Fueron aproximándose lenta, muy lentamente. Sus gestos transmitían una amenaza palpable, la niebla hervía a su alrededor y las luces tamizadas de las lámparas de aceite se reflejaban en los aceros desnudos. Se estuvieron valorando durante largo rato, a tres pasos, y después saltaron el uno contra el otro a un tiempo.
Entreveradas de bruma, las dos figuras enmascaradas daban vueltas en una danza mortífera, lanzándose golpe tras golpe, y los hierros tintineaban en el sosiego de la noche. Tras ese feroz cruce de estocadas, el hombre alto y la mujer menuda se separaron para volver a girar despaciosos en torno a un centro imaginario.
Por segunda vez se atacaron con soltura, cruzando hierros según la esgrima tradicional de las serpientes: estocada sobre estocada. Las espadas se encontraban chasqueando, rechinando, campanilleando; las chispas centelleaban fugaces entre la niebla y la sangre saltaba, empañando los brillos del acero.
Volvieron a apartarse con las espadas tendidas, observándose con fijeza. Un rencor antiguo parecía envenenar el aire húmedo y pesado de la noche. Los cuerpos desnudos de los duelistas relucían de aceite, sudor y salpicaduras de sangre. Los rostros esculpidos en piedra de las esquinas observaban con expresión somnolienta, a través de la niebla que se arremolinaba con lentitud.
Otra vez se acometieron entre la bruma, con cambios muy rápidos de estocadas. Los lances del duelo les llevaban de un lado a otro, de forma que entraban en nuestro campo de visión o se alejaban hasta casi perderse en la niebla, convertidos en dos figuras brumosas que combatían. El Cufa Menor intentaba sacar partido a su mayor envergadura y la Bibruela se movía sin pausa, fintando y tirando con agilidad. Las hojas se encontraban una y otra vez, silbando y resonando.

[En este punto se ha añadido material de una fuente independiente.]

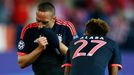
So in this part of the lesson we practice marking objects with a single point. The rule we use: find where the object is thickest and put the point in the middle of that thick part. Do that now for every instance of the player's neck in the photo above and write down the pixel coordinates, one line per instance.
(52, 24)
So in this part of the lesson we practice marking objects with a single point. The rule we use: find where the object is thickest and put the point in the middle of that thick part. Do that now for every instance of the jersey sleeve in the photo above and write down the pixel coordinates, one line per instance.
(116, 57)
(51, 37)
(24, 43)
(67, 61)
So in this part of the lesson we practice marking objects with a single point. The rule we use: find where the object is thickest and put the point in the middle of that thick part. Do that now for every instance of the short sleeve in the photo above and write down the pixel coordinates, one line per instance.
(116, 57)
(24, 43)
(67, 61)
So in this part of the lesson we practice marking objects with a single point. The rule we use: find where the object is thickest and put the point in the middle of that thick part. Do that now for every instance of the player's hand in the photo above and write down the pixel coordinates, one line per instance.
(42, 41)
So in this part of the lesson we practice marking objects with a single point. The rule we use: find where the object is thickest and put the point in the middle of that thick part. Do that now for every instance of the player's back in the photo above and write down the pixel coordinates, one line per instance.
(91, 55)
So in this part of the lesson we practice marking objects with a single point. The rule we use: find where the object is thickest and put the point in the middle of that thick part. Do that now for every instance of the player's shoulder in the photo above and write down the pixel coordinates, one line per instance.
(63, 22)
(30, 25)
(27, 27)
(67, 24)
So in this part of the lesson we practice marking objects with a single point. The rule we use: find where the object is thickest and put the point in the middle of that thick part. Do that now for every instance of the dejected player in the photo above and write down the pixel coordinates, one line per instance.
(39, 44)
(92, 53)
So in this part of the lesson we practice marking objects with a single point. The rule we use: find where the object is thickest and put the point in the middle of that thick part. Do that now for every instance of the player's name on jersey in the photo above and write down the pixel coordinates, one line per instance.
(93, 37)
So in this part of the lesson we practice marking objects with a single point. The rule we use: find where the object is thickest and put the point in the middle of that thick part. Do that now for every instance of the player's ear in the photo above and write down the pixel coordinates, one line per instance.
(86, 32)
(54, 17)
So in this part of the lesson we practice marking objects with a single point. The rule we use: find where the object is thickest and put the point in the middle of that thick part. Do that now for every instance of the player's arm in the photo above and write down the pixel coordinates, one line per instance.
(27, 59)
(113, 70)
(67, 70)
(63, 48)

Se atacaban con celeridad, casi como si bailasen, con estocadas ajustadas y parando por la mínima; como duelistas que se hubieran medido ya muchas veces antes y conocieran cada maña de su adversario.

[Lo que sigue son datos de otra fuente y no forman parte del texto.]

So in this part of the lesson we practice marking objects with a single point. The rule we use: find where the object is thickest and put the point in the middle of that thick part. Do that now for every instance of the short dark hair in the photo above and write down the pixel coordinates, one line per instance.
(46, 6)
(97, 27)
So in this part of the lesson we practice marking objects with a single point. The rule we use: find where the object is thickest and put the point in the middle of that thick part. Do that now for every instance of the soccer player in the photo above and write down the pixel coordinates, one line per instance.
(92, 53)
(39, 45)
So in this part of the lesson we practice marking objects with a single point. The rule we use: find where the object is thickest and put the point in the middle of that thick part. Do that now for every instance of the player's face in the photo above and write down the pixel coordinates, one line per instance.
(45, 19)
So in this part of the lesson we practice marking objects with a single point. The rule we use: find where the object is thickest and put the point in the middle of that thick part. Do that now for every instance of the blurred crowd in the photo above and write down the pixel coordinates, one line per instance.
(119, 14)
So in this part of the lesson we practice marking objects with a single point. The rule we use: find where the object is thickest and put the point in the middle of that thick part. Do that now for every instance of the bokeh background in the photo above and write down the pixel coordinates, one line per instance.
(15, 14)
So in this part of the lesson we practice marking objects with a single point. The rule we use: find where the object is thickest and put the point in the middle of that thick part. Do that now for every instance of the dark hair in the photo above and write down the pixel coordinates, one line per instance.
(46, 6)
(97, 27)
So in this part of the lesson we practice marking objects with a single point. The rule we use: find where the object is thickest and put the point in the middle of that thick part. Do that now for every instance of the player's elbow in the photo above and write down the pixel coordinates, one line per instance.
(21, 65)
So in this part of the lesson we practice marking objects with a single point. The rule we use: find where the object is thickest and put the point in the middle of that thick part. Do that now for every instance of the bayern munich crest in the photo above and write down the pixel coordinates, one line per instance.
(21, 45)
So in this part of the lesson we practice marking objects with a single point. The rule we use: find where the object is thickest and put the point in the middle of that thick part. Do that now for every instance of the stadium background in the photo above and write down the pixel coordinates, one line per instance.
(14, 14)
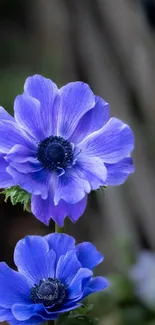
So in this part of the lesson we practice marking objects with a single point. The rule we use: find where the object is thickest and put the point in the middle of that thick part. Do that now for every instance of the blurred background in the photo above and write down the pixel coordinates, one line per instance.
(110, 45)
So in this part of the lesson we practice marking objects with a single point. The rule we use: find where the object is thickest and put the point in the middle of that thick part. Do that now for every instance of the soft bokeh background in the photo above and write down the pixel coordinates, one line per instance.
(111, 45)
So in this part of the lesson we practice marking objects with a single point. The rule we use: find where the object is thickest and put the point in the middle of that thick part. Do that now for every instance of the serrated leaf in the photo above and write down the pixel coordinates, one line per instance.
(17, 195)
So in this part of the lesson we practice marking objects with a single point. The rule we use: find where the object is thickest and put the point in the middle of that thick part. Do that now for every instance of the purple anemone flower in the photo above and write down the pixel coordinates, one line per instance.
(60, 145)
(53, 277)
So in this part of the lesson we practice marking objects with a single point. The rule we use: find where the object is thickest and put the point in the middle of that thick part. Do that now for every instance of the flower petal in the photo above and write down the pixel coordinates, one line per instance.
(30, 257)
(10, 134)
(95, 284)
(112, 143)
(88, 255)
(5, 314)
(36, 183)
(92, 121)
(45, 210)
(24, 312)
(76, 99)
(67, 267)
(4, 115)
(119, 172)
(20, 154)
(92, 169)
(27, 115)
(45, 91)
(14, 287)
(5, 179)
(60, 243)
(76, 286)
(71, 188)
(36, 320)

Les vimos hundirse en la bruma una vez más, siempre luchando, hasta convertirse en dos figuras indistintas, para luego reaparecer resollando con fuerza por entre los dientes apretados, la Bibruela ahora cediendo ante un chaparrón de estocadas. De súbito, durante ese retroceso y al atacar de nuevo su oponente, la manamaraga paró y se tiró a su vez a fondo, a tumba abierta, rebasando la punta de la espada contraria y dejando que la suya propia pasase de largo, bloqueada por la daga del Cufa Menor. Llevada del impulso llegó al cuerpo a cuerpo, para asestar un golpe relámpago con su propia daga, semejante al picotazo de una víbora, antes de saltar atrás y asumir una postura defensiva.

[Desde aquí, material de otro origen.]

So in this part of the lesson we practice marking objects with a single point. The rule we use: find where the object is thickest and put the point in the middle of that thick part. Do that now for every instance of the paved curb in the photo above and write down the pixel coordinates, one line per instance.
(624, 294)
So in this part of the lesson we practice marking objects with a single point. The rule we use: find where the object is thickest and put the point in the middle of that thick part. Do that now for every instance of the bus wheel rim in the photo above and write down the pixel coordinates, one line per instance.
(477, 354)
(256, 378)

Les vimos de repente inmóviles entre los flecos de niebla. El Cufa Menor se tambaleaba con las armas en alto, mientras la Bibruela le acechaba puesta en guardia. La sangre saltaba a borbotones de la herida del poseso, y le corría por el vientre y las piernas, para formar a sus pies dos charcos oscuros que relucían tenues. No pude evitar asombrarme ante el poder sobrenatural de aquella máscara de arcilla, que era capaz incluso de sostener en pie a un hombre muerto. Porque la hoja de la Bibruela había mordido bajo el esternón de su enemigo, en un golpe mortal de necesidad, bien conocido por cuantos manejamos hierros, que toca estómago, pulmones y corazón.